If a person in IRC is abusive or offensive they will usually soon come to the attention of the Ops (the common name for Operators). The operators of various kinds are there to make things run more smoothly and to prevent abuse of the IRC server's services.
Sometimes employees of the company running the IRC server will be online. They are called server operators, sysops, or sometimes IRCops. A true server op or sysop has a significant degree of control over the IRC server itself. They have the power to disconnect people from the server, and even permanently ban them from connecting if they feel that the person in question is abusing their access.
Other Kinds of Operators, called Channel Ops, or hosts are often found in the channels. Most servers allow people who are not employees of the server to create and maintain channels. A channel op cannot disconnect a user from the server, but can eject and ban that user from that channel.
Channel Ops are not paid. They simply volunteer to host a channel on the server and undertake to abide by the server rules. Some channels impose additional rules and guidlines designed to better suit the kind of users they wish to appeal to.
If there is ever a user with the right to feel 'at home' in a channel then it is the channel operator, for it is effectively his/her room you are a guest in. The secret of being a good Op is to be a good host, but the secret of being a good chat user is to be a good guest.
Having covered what can be done in chat on an ethical and sociably acceptable level, lets now move on to what can be done in IRC. That is, chatting in channel, chatting privately (one to one) and exchanging files.

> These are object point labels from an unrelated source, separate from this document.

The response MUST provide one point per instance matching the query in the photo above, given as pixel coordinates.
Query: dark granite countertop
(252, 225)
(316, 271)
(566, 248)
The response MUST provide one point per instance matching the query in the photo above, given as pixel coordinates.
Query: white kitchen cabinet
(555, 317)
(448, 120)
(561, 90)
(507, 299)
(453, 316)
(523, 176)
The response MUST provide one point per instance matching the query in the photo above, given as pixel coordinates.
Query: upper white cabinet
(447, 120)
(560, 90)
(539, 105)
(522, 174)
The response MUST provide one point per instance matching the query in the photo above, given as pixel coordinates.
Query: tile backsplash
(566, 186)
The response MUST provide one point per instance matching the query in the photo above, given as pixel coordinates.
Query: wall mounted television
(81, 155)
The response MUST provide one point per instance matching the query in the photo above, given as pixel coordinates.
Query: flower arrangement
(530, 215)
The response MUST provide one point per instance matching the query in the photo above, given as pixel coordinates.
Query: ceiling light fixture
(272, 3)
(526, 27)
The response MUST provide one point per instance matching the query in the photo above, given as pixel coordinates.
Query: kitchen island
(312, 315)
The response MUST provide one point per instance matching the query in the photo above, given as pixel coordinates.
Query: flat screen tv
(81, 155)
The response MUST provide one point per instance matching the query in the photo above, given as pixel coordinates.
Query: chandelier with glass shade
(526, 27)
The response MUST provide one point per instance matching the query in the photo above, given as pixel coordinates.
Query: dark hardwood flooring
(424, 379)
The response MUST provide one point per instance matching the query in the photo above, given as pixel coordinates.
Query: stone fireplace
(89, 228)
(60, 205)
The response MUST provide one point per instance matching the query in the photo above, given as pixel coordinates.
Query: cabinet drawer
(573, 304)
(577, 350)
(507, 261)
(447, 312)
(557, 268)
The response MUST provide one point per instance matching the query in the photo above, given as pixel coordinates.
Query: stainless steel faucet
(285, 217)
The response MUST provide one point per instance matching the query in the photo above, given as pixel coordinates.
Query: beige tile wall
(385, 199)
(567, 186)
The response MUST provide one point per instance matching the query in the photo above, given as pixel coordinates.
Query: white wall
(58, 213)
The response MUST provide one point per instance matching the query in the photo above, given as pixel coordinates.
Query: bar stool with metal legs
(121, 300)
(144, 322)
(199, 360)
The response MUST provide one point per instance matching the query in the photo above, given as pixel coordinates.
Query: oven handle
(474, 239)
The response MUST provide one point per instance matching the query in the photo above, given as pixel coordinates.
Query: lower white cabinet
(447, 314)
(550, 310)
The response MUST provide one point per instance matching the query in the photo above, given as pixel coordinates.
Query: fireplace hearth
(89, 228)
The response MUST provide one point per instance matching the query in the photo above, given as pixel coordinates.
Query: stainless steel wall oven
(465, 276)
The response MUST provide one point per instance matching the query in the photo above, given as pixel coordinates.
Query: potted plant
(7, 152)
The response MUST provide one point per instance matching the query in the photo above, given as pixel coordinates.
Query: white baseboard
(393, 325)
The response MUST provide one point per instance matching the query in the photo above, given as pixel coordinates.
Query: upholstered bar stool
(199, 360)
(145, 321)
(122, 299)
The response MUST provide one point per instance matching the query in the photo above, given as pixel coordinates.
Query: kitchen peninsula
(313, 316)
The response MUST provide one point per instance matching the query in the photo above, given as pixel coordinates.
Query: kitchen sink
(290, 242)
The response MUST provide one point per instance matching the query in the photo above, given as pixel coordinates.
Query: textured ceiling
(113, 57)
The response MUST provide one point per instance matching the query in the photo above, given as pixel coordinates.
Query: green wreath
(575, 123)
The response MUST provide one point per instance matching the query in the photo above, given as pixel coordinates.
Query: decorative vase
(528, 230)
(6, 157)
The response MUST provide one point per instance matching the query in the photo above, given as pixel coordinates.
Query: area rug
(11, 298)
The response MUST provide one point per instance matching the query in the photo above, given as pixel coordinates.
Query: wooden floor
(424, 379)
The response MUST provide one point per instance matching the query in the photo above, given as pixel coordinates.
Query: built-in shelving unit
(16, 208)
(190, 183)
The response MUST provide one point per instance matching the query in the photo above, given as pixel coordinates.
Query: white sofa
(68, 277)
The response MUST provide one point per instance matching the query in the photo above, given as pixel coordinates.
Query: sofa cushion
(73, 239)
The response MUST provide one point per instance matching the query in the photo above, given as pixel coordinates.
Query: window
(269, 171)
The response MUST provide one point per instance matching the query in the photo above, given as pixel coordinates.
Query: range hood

The commands and controls used by IRC clients (the chat software) to perform the various things such as joining channels, chatting privately, and sending files varies a lot. Most clients provide a toolbar with icons which control these functions. The commands and icons to use in mIRC will be covered in the next tutorial, Basic mIRC use.
In this section I will list the things that IRC allows you to do, finding the button or control to do it with in clients other than mIRC is for you to find out.
Chatting to channel is usually just a matter of typing into the textbox or editbox provided at that window. Whatever you type will be displayed to the channel for everyone in the nicklist to see. Your text will be automatically prefixed with your nickname. When you type: Hello the Channel will display: < yourname > Hello.
IRC also allows you send private messages (also called Queries) or private chat to other users. Private messages can only be seen by the person you address them to, even though some clients show these messages in with the channel text only the sender and the person they were sent to can see them.
Usually Private messages can be opened into a seperate window, a private chat window. There will be no nicklist in a private chat window, since this window is shared only by you and the person you are speaking privately with. On some servers, such as Chatnet, private messages are known as whispers.
Private chat is not the same as direct chat however, and it does go through the IRC server, it just isn't displayed to other chatters in the channel. Only Direct Chat (DCC Chat) bypasses the server and is not logged by the servers. In all other respects Private Chat and Direct Chat are nearly identical.
The uses of Direct chat over Private Chat are many. DCC chats are not affected by server-lag or net-splits. DCC Chats are not subject to flood limits of the server nor other similar concerns. DCC Chats do not pass though the server after initiation and thus are totaly private.
Of course, DCC connections are far more widely used in the exchange of files. You can send or receive any kind of file via DCC link, though some file types may be refused unless there is a lot of trust between the two persons involved.
Never send any file to anyone without their agreement however. They might not wish to accept any files, they might not be on their own computer, and they might even think the file you are sending without asking is a hostile act, perhaps containing a virus.